I HAVE NOT read Oni Buchanan's two (? I think) previous books, although I seem to recall reading a selection of her poems in Legitimate Dangers, which was, what, seven years ago?
You know, for a book that inspired a fair amount of caustic comment at the time, Legitimate Dangers is holding up nicely. If you bought the most recent book of everyone in the volume, you would have more good books than bad ones, I think.
Must a Violence would be one of the good ones.
The third of the collection's five parts consists entirely of one longish (16 pages) poem, "Little Pig," addressed to a guinea pig.
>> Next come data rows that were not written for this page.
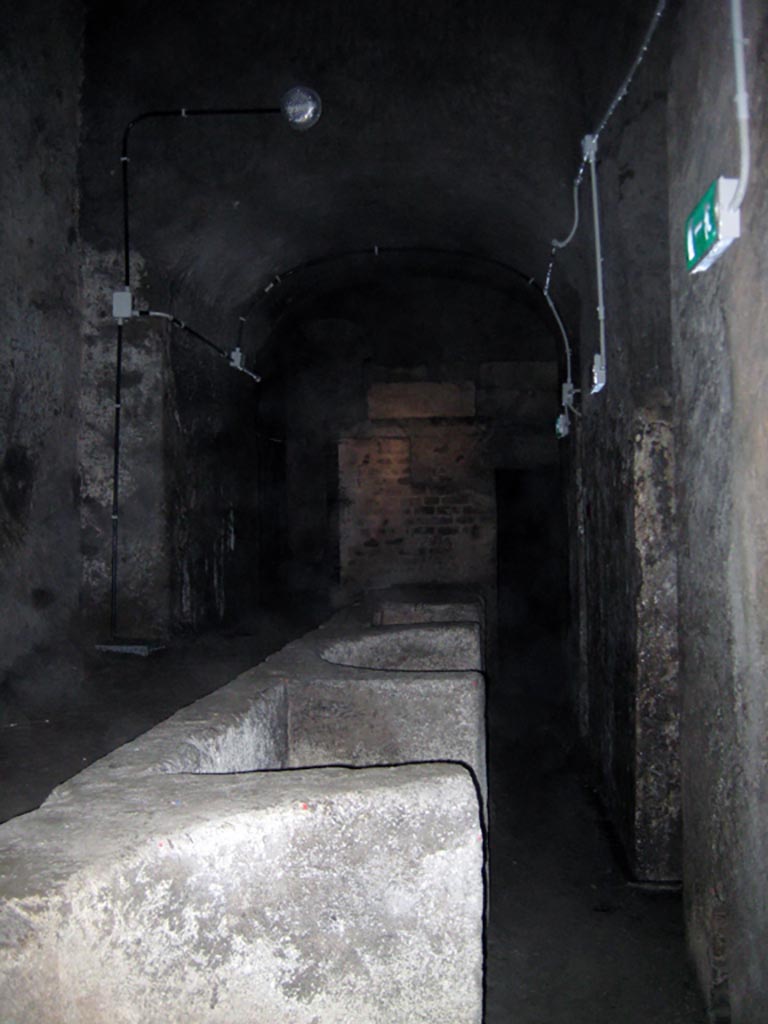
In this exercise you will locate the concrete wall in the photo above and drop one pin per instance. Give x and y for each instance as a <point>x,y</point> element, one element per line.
<point>719,328</point>
<point>40,80</point>
<point>623,507</point>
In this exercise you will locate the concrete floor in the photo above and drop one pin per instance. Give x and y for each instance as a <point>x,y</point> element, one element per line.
<point>569,939</point>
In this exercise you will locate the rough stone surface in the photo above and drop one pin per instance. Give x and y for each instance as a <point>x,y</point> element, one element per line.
<point>327,895</point>
<point>186,875</point>
<point>719,326</point>
<point>422,399</point>
<point>657,825</point>
<point>446,647</point>
<point>623,509</point>
<point>40,308</point>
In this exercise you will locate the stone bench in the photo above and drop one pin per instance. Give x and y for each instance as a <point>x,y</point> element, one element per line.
<point>219,868</point>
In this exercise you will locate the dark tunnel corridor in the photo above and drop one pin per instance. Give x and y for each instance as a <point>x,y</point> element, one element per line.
<point>401,440</point>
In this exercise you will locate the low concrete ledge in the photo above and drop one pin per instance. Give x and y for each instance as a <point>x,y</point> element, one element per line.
<point>437,647</point>
<point>327,895</point>
<point>216,868</point>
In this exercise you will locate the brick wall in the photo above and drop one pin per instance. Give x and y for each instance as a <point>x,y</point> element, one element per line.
<point>416,509</point>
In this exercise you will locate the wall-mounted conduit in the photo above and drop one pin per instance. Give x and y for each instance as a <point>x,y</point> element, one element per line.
<point>376,252</point>
<point>301,108</point>
<point>589,156</point>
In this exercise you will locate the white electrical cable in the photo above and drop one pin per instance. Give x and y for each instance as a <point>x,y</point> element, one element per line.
<point>623,90</point>
<point>561,243</point>
<point>742,103</point>
<point>599,372</point>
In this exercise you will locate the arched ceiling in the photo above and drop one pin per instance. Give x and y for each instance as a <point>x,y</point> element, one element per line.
<point>448,125</point>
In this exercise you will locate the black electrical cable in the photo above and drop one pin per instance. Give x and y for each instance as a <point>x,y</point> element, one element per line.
<point>125,161</point>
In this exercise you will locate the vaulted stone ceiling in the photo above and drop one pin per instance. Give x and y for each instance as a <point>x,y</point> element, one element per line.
<point>446,125</point>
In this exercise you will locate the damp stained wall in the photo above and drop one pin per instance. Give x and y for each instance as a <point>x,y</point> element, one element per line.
<point>719,328</point>
<point>622,501</point>
<point>40,81</point>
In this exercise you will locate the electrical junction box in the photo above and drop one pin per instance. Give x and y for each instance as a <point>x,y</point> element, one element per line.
<point>122,304</point>
<point>712,225</point>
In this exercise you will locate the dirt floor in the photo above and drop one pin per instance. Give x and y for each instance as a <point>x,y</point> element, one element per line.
<point>570,940</point>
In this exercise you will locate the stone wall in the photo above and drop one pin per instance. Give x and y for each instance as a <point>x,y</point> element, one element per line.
<point>720,321</point>
<point>393,433</point>
<point>187,876</point>
<point>40,80</point>
<point>623,509</point>
<point>399,526</point>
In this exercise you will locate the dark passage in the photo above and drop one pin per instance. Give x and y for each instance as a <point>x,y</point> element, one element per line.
<point>570,938</point>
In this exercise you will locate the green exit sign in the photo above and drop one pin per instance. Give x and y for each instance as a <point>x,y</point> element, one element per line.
<point>712,225</point>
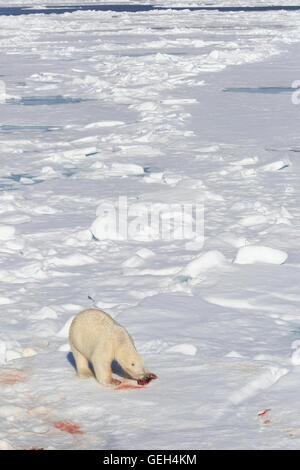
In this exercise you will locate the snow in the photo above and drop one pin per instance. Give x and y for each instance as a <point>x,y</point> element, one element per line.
<point>149,168</point>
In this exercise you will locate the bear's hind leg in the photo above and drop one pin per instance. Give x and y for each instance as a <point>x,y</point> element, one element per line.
<point>82,365</point>
<point>102,368</point>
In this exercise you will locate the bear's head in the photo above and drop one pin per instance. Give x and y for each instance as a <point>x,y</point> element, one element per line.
<point>134,365</point>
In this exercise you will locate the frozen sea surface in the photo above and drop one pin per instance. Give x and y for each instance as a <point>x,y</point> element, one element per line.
<point>159,109</point>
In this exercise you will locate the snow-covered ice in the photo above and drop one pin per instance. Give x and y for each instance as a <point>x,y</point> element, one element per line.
<point>118,130</point>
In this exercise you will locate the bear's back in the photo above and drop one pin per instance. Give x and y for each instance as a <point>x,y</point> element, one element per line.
<point>89,327</point>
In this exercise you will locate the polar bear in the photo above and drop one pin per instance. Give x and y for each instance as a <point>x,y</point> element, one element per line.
<point>94,336</point>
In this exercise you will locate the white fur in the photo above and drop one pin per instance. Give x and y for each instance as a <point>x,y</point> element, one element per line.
<point>97,338</point>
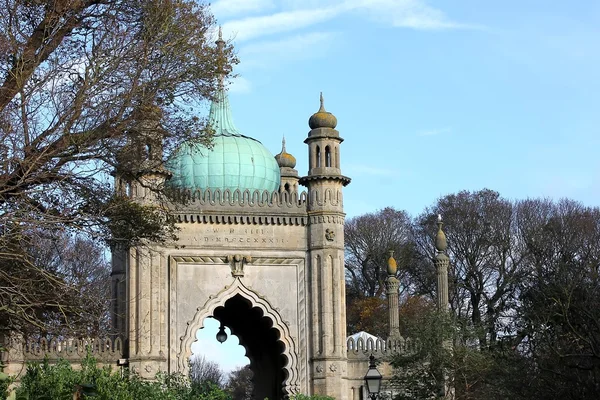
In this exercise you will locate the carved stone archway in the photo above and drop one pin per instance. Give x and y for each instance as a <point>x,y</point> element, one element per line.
<point>291,384</point>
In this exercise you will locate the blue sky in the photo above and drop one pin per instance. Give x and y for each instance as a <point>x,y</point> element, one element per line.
<point>432,97</point>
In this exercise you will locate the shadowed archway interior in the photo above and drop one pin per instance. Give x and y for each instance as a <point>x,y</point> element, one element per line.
<point>261,341</point>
The voice seems very young at times, innocent, even naïve: "Ring that little bell with your nose, Little Pig! / There's a bell there, and it's hanging down like that / so that you can ring it!" Before long, though, another note begins to be heard; the guinea pig chews on newspaper (lining its cage?), "enough to make a Little Pig / sick with all that ink and horrible / meaning," the paper's columns full of "total indecency and complete disregard for other / living things." The speaker, one begins to feel, is looking to the pig to find some evidence that creation is not depraved to the core--or that, for the speaker, caring for the pig is a lonely act to prove to herself that someone can care about something, lovingly and unselfishly. It's a lot to ask of a little pig--and the poem knows that it is, which makes the whole all the more poignant.
"Little Pig" seems central to the book in multiple ways. There are other poems about animals or pets, for one thing. "The Wild Rabbit" is addressed to Sergei, an utterly domesticated rabbit, implicitly posing the question of whether loving and caring for Sergei has made him rather other than nature intended him to be. "If You Love an Animal," which has the same Joan of Arc innocence-as-armor tone that we hear later in "Little Pig," looks at first like advice for pet owners, but soon the reader hears, underneath the insistence that we treat our pets humanely, an equally urgent call that we treat each other humanely.
That indirectness is another way in which "Little Pig" seems central to the collection. As the speaker in that poem is concentrating on the pig while a storm of outrage at the world rumbles in the back of her thoughts, so in many of these poems the mind's powers of attention and invention become a way of keeping present pain at bay. In "No Blue Morpho," the speaker's disappointment that the beautiful butterfly is not landing on her arm turns into an ever-expanding arabesque of description of the butterfly's beauty. The mind of the child being punished in "This Here Minute" finds ways to compensate for the company and comfort of which he or she is being deprived; the broken-hearted person on the eastbound airplane in "Younger and Younger" so deeply contemplates what she sees from her window that perhaps healing can begin.
There's an anger-flavored sadness in the book, but it never comes fully into view. In "This World," for instance, as in Elizabeth Bishop's "At the Fishhouses," the images seem to compose a complicated history that won't be uttered. "Must a Violence"--the most powerful poem here--looks like an exercise in anaphora, but soon turns terrifying. It left me shaken.